• „ Short communication

Outcomes of cardiac surgical treatment for carcinoid heart disease

1Department of Cardiology and Internal Medicine, School of Medicine, Collegium Medicum, University of Warmia and Mazury in Olsztyn, Olsztyn, Poland

2The Maria Skłodowska-Curie National Research Institute of Oncology, Warszawa, Poland

3National Institute of Cardiology, Warszawa, Poland

4Department of Cardiovascular Surgery and Transplantology, Institute of Cardiology, Jagiellonian University Medical College, Kraków, Poland

INTRODUCTION

Neuroendocrine neoplasms of the small intestine (SI-NENs) originate in the midgut and are the third most common subtype of neuroendocrine neoplasms (NENs) in the gastroenteropancreatic system [1]. Carcinoid syndrome (CS) is the most prevalent paraneoplastic disease characterized by signs and symptoms related to the hormonal activity of SI-NENs. The classic type of CS is characterized by increased production of serotonin and/or other biologically active substances such as histamine, kallikrein, prostaglandins, and tachykinin [1, 2].

Carcinoid heart disease (CHD) is the most severe consequence of CS, characterized by fibrotic valve degeneration, particularly in the right heart chambers. Nguyen et al. described indications requiring valve surgery, including progressive right heart failure (HF) and echocardiographic findings of moderate to severe right-sided valve regurgitation [3]. Valve surgery has been found to decrease right HF, boost functional capacity, allow for more aggressive oncological therapy, and improve long-term prognosis in CHD patients. It is critical to plan surgery with preoperative dietary optimization and somatostatin analog therapy for carcinoid hormonal activity [4].

The Mayo Clinic’s 30-year study involving 240 CHD-operated patients [3] represents the largest such study, with several shorter case series having also been published [5–7].

This retrospective study aimed to evaluate the medical data of operated patients with CHD, including tumor characteristics, indications for valve replacement, complications, and mortality.

METHODS

The protocol for this retrospective single-center cohort study was authorized by the institution’s ethics committee (no. 18/2018) and had signed informed consent from all patients.
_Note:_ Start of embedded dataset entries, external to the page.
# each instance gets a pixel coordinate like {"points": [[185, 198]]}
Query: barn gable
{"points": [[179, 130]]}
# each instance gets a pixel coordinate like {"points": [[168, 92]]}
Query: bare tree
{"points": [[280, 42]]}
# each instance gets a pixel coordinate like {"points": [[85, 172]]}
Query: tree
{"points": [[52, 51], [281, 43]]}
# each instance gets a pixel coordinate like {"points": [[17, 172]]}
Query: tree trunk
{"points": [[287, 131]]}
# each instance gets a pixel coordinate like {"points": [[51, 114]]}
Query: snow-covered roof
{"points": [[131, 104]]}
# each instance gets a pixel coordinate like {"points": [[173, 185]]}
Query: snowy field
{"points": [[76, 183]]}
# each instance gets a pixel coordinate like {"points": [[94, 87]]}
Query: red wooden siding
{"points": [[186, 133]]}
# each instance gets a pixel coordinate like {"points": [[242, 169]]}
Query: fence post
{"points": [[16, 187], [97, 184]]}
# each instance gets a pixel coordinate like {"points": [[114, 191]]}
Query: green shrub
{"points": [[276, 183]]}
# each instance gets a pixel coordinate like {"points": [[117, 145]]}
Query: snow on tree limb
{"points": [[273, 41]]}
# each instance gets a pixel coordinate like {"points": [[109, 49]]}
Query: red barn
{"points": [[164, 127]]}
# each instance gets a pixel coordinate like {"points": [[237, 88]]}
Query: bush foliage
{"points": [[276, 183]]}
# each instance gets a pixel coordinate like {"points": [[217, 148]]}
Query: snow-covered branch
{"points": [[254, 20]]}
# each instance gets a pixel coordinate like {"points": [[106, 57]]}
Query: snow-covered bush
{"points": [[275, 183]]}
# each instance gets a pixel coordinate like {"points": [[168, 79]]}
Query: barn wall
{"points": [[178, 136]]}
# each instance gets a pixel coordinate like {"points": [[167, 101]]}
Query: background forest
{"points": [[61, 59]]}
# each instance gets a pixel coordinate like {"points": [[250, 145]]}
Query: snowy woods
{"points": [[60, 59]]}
The subject group was selected from a data set of 275 patients with SI-NEN confirmed in pathological examination, diagnosed and treated between 2004 and 2019. In all the cases, a pathologist specializing in NEN verified and reported the histology results, which provided details on the histological grade and the stage of the neuroendocrine neoplasm (TNM) according to the American Joint Committee on Cancer (AJCC)/Union for International Cancer Control (UICC) 2017 classification.

Transthoracic echocardiography (TTE) was used to screen patients with CS for CHD on a frequent basis if their 5-hydroxyindoleacetic acid or/and N-terminal pro-brain type natriuretic peptide levels were significantly elevated or if they presented with signs and symptoms of heart disease.

The analysis included a total of 28 (10%) patients with confirmed SI-NENs and diagnosed CHD based on signs and symptoms, typically CHD-related cardiac involvement, detected using TTE and interpreted by a physician familiar with cardiac abnormalities caused by CHD. All subjects with thickened and retracted tricuspid valve leaflets failing to coapt and moderate or severe regurgitation confirmed by doppler echocardiography were included.

Of these 28 patients during the follow-up, 6 were referred for cardiac valve procedures and were further evaluated. The decision of whether to replace a valve was based on a multidisciplinary assessment of overall operability in relation to the oncological status and cardiac function. Patients with symptomatic right heart failure or ventricular dysfunction and with at least a 12-month survival prediction due to their oncologic status were operated on.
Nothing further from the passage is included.